US Secretary of State Mike Pompeo was to travel to North Korea via Japan yesterday as the contours of a potentially historic deal begin to take shape.
The top US diplomat is to pay his fourth visit this year to North Korea as he looks to arrange another summit between US President Donald Trump and North Korean leader Kim Jong-un.
Pompeo was to arrive in Japan today before he travels to Pyongyang to meet with Kim tomorrow. He is to meet South Korean President Moon Jae-in in Seoul after that.
Pompeo said he was hopeful that diplomacy would coax Kim to give up the regime’s nuclear weapons and ballistic missile programs.
“This is a long-term problem. This has been outstanding for decades. We’ve made more progress than has been made in an awfully long time,” Pompeo told reporters on Wednesday.
Pompeo has repeatedly declined to be drawn out publicly on the shape of an eventual agreement.

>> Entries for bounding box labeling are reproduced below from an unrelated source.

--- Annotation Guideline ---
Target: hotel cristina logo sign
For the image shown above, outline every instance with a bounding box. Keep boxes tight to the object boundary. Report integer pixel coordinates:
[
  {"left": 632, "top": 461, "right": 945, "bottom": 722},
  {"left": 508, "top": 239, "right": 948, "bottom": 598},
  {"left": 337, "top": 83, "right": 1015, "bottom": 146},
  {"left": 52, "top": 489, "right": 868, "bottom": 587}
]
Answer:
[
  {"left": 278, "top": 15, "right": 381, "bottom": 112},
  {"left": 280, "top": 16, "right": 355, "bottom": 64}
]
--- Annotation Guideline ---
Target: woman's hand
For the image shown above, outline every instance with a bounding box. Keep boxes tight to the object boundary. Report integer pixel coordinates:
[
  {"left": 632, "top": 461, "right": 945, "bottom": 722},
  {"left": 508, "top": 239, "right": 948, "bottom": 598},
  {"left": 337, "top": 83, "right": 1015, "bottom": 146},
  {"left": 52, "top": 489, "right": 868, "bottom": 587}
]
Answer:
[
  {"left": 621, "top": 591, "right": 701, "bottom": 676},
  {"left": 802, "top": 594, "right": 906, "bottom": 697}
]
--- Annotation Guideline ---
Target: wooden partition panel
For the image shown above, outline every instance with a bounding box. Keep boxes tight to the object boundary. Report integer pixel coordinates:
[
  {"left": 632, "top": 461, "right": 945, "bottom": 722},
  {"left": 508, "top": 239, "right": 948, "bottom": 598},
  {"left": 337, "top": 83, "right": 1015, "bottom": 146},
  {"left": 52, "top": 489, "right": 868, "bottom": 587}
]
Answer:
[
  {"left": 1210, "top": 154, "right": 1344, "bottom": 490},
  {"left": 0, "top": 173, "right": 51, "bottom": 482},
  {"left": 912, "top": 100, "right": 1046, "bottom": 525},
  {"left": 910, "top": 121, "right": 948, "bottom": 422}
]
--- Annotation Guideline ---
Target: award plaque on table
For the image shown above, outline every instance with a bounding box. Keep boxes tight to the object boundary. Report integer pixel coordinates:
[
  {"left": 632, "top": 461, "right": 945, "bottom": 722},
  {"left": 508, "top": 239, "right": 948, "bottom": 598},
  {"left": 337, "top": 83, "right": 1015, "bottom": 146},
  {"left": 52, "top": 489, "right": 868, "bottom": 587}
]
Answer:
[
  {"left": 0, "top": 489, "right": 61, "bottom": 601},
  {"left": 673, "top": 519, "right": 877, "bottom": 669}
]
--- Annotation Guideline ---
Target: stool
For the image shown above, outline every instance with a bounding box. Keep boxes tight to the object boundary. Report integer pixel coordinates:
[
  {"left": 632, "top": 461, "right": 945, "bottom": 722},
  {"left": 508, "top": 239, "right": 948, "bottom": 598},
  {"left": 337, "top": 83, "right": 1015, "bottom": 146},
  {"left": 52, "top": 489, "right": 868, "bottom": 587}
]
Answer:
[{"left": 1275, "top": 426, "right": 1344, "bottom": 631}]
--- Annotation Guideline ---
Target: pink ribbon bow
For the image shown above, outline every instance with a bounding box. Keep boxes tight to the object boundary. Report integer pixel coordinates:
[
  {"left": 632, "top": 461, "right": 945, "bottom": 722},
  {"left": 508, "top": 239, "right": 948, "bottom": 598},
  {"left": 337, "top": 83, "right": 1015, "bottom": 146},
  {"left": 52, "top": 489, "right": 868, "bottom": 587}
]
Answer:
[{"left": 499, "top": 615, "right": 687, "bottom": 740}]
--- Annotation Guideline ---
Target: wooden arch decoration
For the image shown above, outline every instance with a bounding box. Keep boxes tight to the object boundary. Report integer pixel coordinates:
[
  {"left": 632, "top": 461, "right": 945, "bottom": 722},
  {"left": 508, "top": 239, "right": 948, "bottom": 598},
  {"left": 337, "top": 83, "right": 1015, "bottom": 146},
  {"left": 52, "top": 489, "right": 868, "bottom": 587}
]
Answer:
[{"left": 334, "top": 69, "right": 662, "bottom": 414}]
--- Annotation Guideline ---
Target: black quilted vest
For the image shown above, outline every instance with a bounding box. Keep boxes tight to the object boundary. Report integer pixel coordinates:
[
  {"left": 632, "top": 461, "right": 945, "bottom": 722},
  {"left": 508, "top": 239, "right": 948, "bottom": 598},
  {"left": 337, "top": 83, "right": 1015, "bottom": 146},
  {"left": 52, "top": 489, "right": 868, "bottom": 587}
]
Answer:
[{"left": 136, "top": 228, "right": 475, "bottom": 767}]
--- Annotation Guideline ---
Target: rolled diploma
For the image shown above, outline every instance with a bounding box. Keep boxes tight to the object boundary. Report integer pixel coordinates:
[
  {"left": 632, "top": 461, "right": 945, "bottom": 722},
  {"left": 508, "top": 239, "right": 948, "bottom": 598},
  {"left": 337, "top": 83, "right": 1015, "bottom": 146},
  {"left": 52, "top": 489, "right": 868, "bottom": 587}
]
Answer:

The US has called for a comprehensive accord and rigorous enforcement of sanctions on North Korea in the meantime.
South Korea gave a preview of what a deal might look like.
South Korean Minister of Foreign Affairs Kang Kyung-wha, in an interview with the Washington Post, said that the North could agree to dismantle Yongbyon, its signature nuclear site.
In exchange, the US would declare a formal end to the 1950-1953 Korean War — which closed with an armistice rather than a full-blown peace treaty — but North Korea would stop short of delivering an exhaustive list of its nuclear facilities, Kang said.
Kang told the newspaper that the tradeoff would mark “a huge step forward in denuclearization.”
North Korea has not budged on its positions.
State media ahead of Pompeo’s visit said a peace treaty “can never be a bargaining chip,” saying an end to war “is not just a gift from one man to another.”
Douglas Paal, a former senior US official on Asia policy, who served as director of the American Institute in Taiwan from 2002 to 2008, said the South Korean proposal could appeal to Trump, who has made clear his eagerness for a second summit soon with Kim.
“The package is something that Trump can announce after he lands in Pyongyang. That’s my projected outcome at this point, although it has not been confirmed,” said Paal, the vice president for studies at the Carnegie Endowment for International Peace.
Trump in June met Kim in Singapore in the first-ever summit between the countries. No sitting US president has visited North Korea, which according to human rights groups remains one of the most repressive countries on Earth.
Paal said Trump likely sensed political opportunity in a breakthrough with North Korea, with US congressional elections on Nov. 6.
When the average US voter “no longer hears the president saying ‘fire and fury,’ but hears him saying peace, they believe he has actually made progress towards it, even if arms control people say we’ve made no progress of a material nature at all,” Paal said.
North Korea, ruled by three generations of Kims, has pursued both nuclear weapons and diplomacy with the US for decades.
It reached an agreement in 1994 to freeze nuclear work in exchange for normalization with the administration of then-US president Bill Clinton.
The deal broke down, although former US president George W. Bush also pursued talks.
Pompeo is to conclude his trip on Monday in China.
The Beijing stop could be tense, as it comes days after US Vice President Mike Pence delivered a speech accusing China of military aggression, commercial theft and human rights violations.